03 Ottobre 2021 - 10:28

Danza, quando il rito è primordiale

CREMONA - Igor Stravinsky - nato nel 1882 e morto nell’aprile del 1971 - sosteneva che non fosse sufficiente ascoltare la musica, ma che si dovesse anche guardarla. La sua amicizia con Diaghilev, Nijinsky, Cocteau, Picasso e molti altri esponenti delle avanguardie primo-novecentesche, il suo genio e la capacità di osare hanno fatto il resto, rendendolo uno dei massimi scardinatori e al tempo stesso innovatori del teatro musicale del secolo scorso.

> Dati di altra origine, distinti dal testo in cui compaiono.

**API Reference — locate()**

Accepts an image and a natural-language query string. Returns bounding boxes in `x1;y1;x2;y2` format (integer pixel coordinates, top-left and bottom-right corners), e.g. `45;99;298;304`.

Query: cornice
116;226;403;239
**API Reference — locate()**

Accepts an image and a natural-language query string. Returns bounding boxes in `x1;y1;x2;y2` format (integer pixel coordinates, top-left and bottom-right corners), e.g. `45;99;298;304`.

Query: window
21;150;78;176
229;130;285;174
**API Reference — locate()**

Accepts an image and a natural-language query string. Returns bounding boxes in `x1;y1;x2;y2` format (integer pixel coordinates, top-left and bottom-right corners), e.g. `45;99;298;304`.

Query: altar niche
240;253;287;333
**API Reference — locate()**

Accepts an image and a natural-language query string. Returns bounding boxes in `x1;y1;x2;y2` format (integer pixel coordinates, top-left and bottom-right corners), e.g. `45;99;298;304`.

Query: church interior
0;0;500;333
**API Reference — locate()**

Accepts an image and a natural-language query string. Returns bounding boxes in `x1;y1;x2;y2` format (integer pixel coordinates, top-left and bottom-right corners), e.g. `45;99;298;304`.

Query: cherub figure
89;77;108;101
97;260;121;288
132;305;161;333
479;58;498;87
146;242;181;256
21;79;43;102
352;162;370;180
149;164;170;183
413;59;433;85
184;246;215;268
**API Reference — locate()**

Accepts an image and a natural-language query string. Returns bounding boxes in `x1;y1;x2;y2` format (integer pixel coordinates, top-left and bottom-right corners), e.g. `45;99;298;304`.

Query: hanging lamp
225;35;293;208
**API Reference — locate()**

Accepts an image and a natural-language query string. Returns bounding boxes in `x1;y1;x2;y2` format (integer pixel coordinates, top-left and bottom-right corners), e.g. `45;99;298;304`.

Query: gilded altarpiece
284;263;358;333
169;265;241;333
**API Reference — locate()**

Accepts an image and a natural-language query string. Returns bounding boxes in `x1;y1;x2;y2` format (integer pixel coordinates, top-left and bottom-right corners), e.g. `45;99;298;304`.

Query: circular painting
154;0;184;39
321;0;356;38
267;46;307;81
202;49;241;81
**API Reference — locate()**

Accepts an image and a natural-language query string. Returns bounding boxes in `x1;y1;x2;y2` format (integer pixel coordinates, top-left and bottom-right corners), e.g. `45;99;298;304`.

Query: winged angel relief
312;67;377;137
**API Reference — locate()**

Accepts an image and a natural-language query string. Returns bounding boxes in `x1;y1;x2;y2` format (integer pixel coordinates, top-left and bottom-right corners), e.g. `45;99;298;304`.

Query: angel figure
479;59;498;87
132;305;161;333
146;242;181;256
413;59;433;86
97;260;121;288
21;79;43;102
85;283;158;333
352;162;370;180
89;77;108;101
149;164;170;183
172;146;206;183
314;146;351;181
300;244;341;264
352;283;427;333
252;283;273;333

E a cinquant’anni dalla morte continua a ispirare e influenzare anche la coreografia contemporanea, chiamata a confrontarsi con chi ha rovesciato ogni regola musicale e non solo.

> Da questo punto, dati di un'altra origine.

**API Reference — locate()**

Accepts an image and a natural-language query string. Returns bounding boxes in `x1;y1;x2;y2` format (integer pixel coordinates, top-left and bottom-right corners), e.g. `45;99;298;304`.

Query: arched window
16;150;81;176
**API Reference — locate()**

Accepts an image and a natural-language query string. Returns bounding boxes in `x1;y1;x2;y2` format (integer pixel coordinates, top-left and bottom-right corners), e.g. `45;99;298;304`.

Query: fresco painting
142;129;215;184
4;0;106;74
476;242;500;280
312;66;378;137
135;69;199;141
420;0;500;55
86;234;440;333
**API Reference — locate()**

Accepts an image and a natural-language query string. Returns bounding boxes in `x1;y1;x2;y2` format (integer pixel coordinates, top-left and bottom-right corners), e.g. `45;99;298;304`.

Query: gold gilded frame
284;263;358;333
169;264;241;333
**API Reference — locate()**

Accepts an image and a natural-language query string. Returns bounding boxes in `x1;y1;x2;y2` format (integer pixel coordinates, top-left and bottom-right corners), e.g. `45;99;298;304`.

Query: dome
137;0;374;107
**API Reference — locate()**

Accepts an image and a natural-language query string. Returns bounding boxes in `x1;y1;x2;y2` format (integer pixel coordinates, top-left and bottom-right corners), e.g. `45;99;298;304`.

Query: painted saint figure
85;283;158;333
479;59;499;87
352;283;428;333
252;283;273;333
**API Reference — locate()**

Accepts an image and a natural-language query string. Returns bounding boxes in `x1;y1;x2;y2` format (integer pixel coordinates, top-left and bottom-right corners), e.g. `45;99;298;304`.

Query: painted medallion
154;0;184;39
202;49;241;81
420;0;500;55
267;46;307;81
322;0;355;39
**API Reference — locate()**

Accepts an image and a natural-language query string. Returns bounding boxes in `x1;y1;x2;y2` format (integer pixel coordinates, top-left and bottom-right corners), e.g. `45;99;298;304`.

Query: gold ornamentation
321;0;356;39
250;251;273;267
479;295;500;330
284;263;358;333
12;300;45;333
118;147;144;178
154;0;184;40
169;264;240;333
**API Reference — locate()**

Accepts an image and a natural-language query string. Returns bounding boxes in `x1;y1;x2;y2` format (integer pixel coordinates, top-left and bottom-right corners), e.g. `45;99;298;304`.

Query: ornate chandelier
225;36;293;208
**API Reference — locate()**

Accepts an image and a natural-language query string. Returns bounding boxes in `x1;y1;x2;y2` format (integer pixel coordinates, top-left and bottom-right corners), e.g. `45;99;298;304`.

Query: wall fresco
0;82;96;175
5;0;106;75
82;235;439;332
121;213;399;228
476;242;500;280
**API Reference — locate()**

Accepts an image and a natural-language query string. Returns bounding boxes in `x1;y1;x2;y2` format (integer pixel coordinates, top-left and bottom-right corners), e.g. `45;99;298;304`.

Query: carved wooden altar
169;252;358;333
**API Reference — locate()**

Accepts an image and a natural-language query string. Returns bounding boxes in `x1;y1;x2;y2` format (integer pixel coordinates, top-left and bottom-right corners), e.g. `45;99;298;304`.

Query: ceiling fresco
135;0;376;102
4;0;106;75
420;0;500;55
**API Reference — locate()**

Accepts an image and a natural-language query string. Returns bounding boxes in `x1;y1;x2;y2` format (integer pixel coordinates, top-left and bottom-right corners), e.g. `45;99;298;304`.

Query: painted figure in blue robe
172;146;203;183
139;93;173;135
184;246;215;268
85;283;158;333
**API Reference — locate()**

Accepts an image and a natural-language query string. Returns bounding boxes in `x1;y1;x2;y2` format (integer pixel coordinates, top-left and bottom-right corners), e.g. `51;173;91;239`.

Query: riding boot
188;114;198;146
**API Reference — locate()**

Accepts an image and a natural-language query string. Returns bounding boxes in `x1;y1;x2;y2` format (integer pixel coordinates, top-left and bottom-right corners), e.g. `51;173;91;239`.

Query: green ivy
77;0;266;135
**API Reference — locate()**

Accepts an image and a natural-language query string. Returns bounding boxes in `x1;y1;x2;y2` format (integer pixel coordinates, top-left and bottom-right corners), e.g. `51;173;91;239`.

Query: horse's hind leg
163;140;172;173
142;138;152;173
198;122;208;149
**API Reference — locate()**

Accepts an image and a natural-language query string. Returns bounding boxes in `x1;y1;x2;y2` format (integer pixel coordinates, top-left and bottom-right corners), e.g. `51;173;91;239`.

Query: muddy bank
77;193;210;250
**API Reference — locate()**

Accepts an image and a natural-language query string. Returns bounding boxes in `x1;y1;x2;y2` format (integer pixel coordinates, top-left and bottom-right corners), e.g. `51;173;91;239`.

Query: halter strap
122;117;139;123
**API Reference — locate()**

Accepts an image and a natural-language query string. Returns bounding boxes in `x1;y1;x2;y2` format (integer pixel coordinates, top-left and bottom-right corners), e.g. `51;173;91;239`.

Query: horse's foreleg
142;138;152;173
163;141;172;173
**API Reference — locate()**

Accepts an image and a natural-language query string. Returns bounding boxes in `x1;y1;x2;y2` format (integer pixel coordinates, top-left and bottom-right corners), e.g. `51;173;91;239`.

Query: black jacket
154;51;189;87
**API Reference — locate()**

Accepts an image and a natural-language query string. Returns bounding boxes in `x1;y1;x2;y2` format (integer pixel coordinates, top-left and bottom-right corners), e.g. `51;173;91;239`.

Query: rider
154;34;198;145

È il caso, anche, del Malandain Ballet Biarritz che ieri sera al Ponchielli ha proposto L’Oiseau de feu, coreografato dallo stesso Thierry Malandain, e Le Sacre du Printemps, creato da Martin Harriague. A unire le due creazioni - accolte da applausi scroscianti - non solo la potenza assoluta della musica di Stravinsky, ma anche il rapporto tra l’uomo e la natura, un tema di stringente attualità.

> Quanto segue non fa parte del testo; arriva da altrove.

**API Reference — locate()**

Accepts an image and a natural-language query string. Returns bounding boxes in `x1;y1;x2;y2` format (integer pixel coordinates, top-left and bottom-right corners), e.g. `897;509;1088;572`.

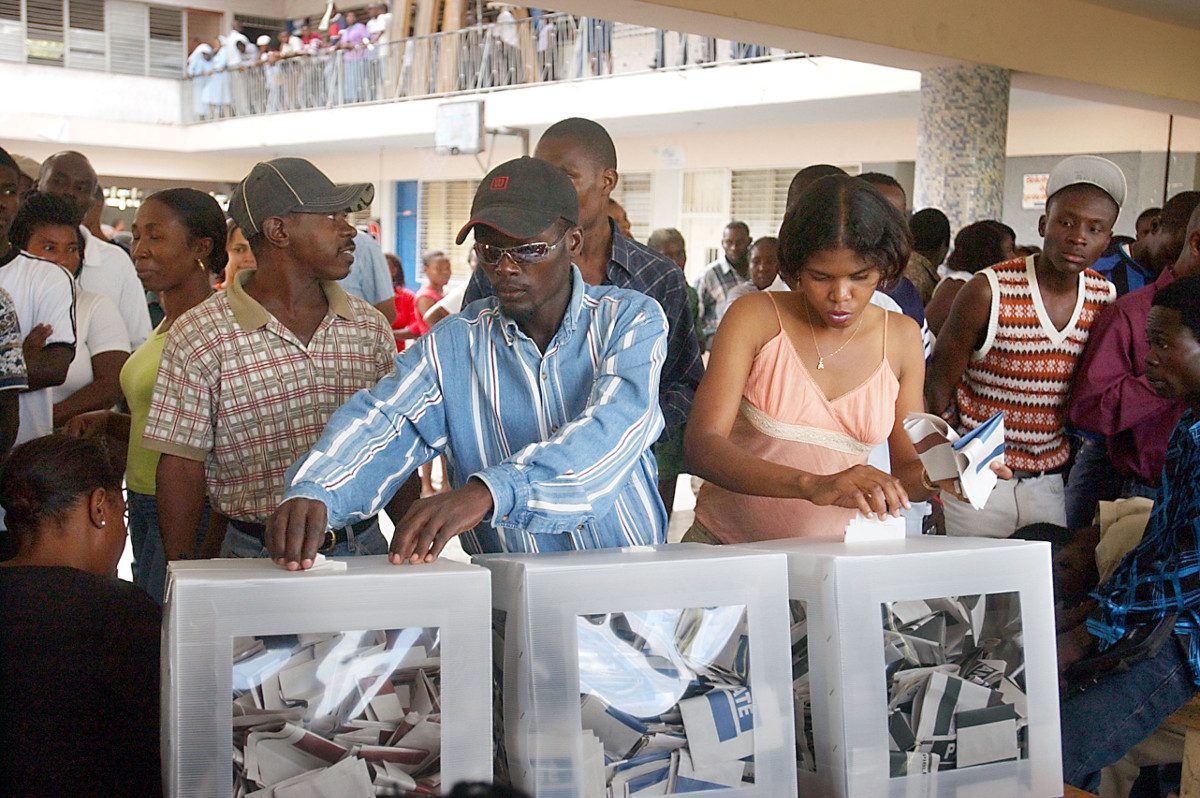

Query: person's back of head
1136;191;1200;274
1134;206;1163;239
858;172;908;215
0;434;125;564
785;163;846;210
779;175;912;284
908;208;950;260
538;116;617;169
946;221;1008;275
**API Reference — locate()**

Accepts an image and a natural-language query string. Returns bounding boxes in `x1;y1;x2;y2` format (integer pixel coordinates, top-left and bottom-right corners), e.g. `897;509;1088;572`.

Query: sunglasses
475;230;570;266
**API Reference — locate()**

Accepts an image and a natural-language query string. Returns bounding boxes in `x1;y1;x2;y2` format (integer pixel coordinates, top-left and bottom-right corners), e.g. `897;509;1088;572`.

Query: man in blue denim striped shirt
266;157;667;569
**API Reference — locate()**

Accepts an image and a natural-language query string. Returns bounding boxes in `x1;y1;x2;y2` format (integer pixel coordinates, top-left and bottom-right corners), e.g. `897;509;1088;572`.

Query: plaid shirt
462;220;704;430
696;254;754;338
1087;410;1200;685
143;272;396;522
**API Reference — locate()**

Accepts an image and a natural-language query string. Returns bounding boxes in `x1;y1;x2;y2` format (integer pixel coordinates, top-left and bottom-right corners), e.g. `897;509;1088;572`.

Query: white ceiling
1088;0;1200;29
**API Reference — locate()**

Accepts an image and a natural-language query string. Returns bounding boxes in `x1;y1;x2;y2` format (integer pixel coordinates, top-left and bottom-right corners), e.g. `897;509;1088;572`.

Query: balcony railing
184;14;803;122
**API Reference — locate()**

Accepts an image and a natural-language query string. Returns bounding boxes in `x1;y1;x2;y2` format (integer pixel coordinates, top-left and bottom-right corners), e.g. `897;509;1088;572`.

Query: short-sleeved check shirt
143;272;396;522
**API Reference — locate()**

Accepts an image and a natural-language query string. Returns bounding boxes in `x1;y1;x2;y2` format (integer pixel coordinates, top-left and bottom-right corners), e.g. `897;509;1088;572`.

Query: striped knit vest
956;256;1116;472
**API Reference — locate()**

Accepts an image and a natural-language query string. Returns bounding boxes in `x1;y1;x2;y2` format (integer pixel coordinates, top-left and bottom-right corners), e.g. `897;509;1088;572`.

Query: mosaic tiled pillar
912;66;1009;232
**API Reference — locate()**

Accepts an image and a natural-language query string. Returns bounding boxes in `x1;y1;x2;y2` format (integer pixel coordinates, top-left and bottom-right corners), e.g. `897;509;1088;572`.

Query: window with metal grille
730;169;797;239
730;163;863;239
25;0;65;66
0;0;25;64
679;169;730;282
104;0;149;74
66;0;106;71
148;0;187;78
611;172;654;244
416;180;479;280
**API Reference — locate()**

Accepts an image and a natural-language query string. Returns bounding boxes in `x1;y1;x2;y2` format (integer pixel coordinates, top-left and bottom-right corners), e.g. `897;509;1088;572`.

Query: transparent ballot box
475;545;796;798
738;536;1062;798
162;556;492;798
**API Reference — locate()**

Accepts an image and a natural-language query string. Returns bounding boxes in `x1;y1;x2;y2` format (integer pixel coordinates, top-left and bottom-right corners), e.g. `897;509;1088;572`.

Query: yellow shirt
121;325;167;496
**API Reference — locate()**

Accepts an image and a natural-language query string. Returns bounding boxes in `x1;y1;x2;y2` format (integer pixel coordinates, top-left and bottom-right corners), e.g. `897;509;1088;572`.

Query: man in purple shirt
1067;191;1200;529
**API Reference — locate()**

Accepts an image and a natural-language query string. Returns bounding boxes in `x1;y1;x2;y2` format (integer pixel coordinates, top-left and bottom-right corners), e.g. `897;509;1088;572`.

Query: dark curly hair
8;191;86;260
779;175;912;286
0;434;122;550
145;188;229;275
946;220;1013;275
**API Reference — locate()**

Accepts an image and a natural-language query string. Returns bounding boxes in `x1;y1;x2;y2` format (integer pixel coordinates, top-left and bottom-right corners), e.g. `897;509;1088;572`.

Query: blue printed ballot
904;413;1004;510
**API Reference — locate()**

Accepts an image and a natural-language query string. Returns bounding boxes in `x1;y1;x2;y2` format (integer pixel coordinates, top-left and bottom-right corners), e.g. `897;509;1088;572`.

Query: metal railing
184;13;803;122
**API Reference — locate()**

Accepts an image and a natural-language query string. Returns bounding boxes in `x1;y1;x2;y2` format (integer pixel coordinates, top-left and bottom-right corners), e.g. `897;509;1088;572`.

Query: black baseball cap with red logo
455;156;580;244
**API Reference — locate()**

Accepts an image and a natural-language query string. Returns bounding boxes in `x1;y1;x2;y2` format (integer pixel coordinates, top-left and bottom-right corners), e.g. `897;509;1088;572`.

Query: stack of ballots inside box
882;593;1028;776
475;545;796;798
163;557;491;798
737;536;1062;798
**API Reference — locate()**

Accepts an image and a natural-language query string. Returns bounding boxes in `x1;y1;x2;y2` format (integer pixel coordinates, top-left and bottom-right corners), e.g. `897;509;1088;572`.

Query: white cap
1046;155;1126;208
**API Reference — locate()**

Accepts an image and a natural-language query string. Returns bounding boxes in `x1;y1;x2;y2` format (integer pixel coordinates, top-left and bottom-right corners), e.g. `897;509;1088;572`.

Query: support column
912;66;1009;234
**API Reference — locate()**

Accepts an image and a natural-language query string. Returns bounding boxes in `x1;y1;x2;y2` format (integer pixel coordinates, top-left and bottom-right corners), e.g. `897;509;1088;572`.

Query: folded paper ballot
846;512;906;544
904;413;1004;510
576;606;755;798
882;593;1027;776
233;628;442;798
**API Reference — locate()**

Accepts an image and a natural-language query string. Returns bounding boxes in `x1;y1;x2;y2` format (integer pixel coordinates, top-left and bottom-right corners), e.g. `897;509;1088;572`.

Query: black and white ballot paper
233;628;442;798
882;593;1027;776
577;606;754;798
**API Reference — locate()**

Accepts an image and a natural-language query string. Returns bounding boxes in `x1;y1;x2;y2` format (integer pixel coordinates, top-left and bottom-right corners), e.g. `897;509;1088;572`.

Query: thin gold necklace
800;299;866;371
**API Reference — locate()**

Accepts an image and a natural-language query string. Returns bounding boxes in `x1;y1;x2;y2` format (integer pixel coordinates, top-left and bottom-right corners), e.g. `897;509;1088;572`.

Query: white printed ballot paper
736;535;1062;798
904;413;1004;510
475;544;796;798
162;557;491;798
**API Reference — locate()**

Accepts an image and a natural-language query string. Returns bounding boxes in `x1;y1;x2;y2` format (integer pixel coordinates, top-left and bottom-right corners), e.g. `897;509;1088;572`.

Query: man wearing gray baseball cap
925;155;1126;538
144;158;396;559
268;157;667;569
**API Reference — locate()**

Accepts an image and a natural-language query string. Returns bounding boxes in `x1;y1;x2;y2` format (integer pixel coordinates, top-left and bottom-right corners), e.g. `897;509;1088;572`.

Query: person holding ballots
266;157;667;570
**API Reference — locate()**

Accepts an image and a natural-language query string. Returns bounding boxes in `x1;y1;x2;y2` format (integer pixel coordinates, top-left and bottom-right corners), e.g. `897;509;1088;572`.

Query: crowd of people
186;2;769;121
0;118;1200;794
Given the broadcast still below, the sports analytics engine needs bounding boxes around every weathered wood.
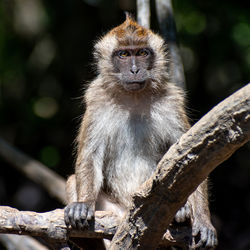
[155,0,185,88]
[0,138,65,204]
[0,206,191,246]
[110,84,250,250]
[136,0,150,29]
[0,234,49,250]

Ispirate entrambe a due storie della tradizione russa, le due coreografie superano la contingenza della trama, recuperandone lo spirito primordiale. Ne L’Uccello di fuoco, il nodo centrale è il significato simbolico degli uccelli, il loro richiamo alla libertà e al loro farsi tramite tra terra e cielo, creature leggiadre incuranti della forza di gravità. Lo stile di Malandain è di chiara impronta neoclassica, pulito e di grande eleganza formale, debitore a molti maestri della danza del Novecento, a cominciare da Martha Graham. Malandain sa trasformare i gesti dei suoi danzatori in movenze da airone, segue un’estetica accademica rimessa a nuovo. Sono il sacro, il senso del rito e del mito a emergere, a sottolineare come l’uomo non riesca a non cercare l’Altro, o forse addirittura a inventarselo.

Guarda a un rito ancestrale anche la rilettura del Sacre da parte di Harriague, più fedele - almeno nella prima parte - all’originale di Nijinsky, di cui mantiene il carattere ossessivo, l’esplodere di pulsioni primordiali che necessitano di un capro espiatorio.

È un rito pagano, quello che va in scena, sottolineato da movimenti violenti, rapidi e ripetitivi. La primavera è rinascita, a costo però di un sacrificio, del sangue, della morte.

Bravissimi i danzatori della compagnia, che il pubblico di Cremona conosce bene e di cui ha apprezzato il ritorno al Ponchielli: Noé Ballot, Giuditta Bianchetti, Julie Bruneau, Raphaël Canet, Clémence Chevillotte, Mickaël Conte, Jeshua Costa, Frederik Deberdt, Loan Frantz, Irma Hoffren, Hugo Layer, Guillaume Lillo, Claire Lonchampt, Marta Otano Alonso, Alessia Peschiulli, Julen Rodriguez Flores, Alejandro Sánchez Bretones, Ismael Turel Yagüe, Yui Uwaha, Patricia Velazquez, Allegra Vianello e Laurine Viel. Per loro, applausi meritatissimi.